The signals point to the presence of invisible dark matter as their key source, whose presence in Milky Way has already been captured by Fermi.
Andromeda or M31 is 2.5 million light-years away from Earth.
Dark matter — the mysterious substance makes the bulk of the universe and its presence is experienced by the effects of gravitation.
Gamma-rays emanate from a high energy phenomenon that takes place in galaxies like the Milky Way.
"We expect dark matter to accumulate in the innermost regions of the Milky Way and other galaxies, which is why finding such a compact signal is very exciting," said chief scientist Pierrick Martin, an astrophysicist at the National Center for Scientific Research in Toulouse, France.
Gamma-rays are generated from cosmic rays which are particles that move at a huge velocity equaling the speed of light and collide with gas clouds and starlight bursting energy that shows up as gamma-rays.
Weakly-interacting massive particles (WIMPS) are one form of dark matter particles that clash and produce gamma-rays. It is believed that the gamma-emitting region spotted by Fermi could be housing dark matter clouds.
The Fermi data show a concentration of gamma-rays in Andromeda's center instead of having a broad spread. Besides dark matter, other sources of gamma emissions are pulsars which are neutron stars.
Milky Way Similar To Andromeda
As mentioned, Fermi has already spotted gamma-rays in the Milky Way and presence of dark matter has been a foregone conclusion.
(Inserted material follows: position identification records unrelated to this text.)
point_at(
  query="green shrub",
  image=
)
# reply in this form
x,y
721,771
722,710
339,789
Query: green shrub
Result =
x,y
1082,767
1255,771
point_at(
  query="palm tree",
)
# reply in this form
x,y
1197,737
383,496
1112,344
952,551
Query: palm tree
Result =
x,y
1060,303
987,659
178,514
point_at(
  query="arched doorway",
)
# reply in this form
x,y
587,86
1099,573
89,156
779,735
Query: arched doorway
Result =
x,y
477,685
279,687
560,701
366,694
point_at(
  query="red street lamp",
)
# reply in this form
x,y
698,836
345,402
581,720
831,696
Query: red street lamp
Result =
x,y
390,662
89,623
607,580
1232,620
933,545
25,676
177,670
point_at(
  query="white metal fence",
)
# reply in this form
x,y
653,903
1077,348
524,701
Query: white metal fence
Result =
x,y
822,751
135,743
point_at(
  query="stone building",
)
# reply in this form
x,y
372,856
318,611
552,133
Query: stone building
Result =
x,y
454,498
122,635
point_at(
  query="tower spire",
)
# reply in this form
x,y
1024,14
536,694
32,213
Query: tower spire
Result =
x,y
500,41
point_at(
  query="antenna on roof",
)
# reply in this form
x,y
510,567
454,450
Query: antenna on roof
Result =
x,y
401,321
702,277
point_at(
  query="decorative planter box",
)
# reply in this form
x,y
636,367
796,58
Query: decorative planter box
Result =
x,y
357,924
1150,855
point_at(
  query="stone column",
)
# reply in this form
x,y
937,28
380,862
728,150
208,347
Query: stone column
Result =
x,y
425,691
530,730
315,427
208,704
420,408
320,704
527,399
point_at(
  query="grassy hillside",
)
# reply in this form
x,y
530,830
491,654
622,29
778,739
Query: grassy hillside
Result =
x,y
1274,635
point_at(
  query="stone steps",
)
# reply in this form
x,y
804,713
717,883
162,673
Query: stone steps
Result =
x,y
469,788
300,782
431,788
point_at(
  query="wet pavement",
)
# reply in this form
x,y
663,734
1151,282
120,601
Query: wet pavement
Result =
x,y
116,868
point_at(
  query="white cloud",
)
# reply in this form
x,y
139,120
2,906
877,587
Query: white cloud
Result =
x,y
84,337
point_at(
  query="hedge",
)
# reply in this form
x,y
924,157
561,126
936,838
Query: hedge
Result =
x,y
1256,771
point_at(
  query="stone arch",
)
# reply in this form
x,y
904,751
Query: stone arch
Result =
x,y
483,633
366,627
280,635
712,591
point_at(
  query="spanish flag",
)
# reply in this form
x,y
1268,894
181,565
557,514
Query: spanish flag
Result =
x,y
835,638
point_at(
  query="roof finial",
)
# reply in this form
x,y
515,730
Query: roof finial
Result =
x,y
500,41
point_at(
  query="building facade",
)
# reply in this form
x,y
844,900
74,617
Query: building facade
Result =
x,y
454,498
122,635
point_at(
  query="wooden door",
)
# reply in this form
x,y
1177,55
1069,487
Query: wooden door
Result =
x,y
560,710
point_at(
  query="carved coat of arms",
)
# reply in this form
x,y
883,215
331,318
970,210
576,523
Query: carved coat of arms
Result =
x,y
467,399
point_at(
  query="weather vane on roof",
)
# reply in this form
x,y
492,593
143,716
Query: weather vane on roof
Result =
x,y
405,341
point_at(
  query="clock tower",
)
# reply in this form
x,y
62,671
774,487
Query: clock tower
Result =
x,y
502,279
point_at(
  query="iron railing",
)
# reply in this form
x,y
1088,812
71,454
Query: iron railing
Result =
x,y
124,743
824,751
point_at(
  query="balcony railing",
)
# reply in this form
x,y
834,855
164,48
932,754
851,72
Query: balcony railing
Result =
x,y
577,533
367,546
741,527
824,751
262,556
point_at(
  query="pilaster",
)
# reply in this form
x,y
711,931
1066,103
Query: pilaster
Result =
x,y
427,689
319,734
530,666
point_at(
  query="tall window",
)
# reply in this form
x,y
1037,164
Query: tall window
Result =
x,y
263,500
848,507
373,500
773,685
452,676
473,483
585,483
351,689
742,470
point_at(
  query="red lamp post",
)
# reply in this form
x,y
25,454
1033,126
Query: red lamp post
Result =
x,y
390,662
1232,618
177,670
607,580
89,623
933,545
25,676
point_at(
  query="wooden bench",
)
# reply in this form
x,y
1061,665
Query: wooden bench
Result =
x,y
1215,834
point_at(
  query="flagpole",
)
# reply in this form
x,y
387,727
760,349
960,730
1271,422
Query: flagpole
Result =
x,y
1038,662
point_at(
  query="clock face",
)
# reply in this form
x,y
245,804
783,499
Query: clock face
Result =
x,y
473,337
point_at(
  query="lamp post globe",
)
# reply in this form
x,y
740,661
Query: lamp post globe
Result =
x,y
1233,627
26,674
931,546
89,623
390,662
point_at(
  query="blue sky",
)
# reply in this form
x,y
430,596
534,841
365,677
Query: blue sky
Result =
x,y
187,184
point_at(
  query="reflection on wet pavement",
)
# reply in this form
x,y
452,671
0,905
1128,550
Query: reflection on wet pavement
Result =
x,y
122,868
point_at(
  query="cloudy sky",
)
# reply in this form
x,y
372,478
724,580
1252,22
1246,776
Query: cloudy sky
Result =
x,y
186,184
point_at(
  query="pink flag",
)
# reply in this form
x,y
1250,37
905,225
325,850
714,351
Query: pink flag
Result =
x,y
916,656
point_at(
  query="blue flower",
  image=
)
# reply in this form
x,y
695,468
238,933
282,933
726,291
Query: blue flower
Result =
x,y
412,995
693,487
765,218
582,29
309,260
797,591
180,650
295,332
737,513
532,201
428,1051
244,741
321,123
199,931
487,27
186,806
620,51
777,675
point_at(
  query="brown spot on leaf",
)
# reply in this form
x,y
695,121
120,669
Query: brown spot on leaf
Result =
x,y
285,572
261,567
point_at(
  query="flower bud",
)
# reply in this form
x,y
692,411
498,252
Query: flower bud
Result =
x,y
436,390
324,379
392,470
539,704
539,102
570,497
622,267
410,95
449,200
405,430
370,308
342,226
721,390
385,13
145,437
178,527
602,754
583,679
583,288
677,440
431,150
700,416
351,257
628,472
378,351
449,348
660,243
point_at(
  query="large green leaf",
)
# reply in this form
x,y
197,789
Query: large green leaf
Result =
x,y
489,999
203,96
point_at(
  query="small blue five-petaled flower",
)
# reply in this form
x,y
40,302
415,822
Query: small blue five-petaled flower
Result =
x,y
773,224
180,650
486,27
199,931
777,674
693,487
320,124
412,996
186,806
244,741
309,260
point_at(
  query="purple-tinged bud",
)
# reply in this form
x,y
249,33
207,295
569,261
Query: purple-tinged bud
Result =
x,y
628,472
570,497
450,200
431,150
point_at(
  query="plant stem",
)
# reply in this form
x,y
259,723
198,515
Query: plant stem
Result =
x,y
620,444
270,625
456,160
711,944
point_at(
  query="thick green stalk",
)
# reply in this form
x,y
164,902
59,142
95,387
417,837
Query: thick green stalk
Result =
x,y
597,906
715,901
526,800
On dark matter in M31, more validation will be required from observations to identify the source of gamma-rays and the new data will do good in serving as a stepping stone for more studies.
The advantage will be that scientists can compare Milky Way and Andromeda data for greater accuracy. That limited volume of gamma-rays from the big disk of M 31 implies that there are fewer cosmic rays in the stars forming region.
Since cosmic rays are linked to star formation, the concentration of gamma rays in the center of M 31 with sparse distribution in the outer parts means the galaxy has a different way in cosmic ray production or is helping the faster escape of gamma-rays.
The discovery can also help in comprehending the life cycle of cosmic rays and their role in star formation.
Milky Way is similar to Andromeda and more can be learned about the galaxy, according to Regina Caputo, a scientist at Goddard Space Flight Center of NASA in Maryland.
There is still a lot to learn about the gamma-ray sky and the new information will help in adding to the models of Milky Way for further study.
Another source is clustering pulsars that wield intense signals of gamma rays.
In the Milky Way, gamma-ray radiation is found at the core. By comparing signals from Andromeda and Milky Way, it can be verified if the signal was emitted by pulsars or dark matter particles in the cores of these galaxies.
The results of the study will appear in the Astrophysical Journal.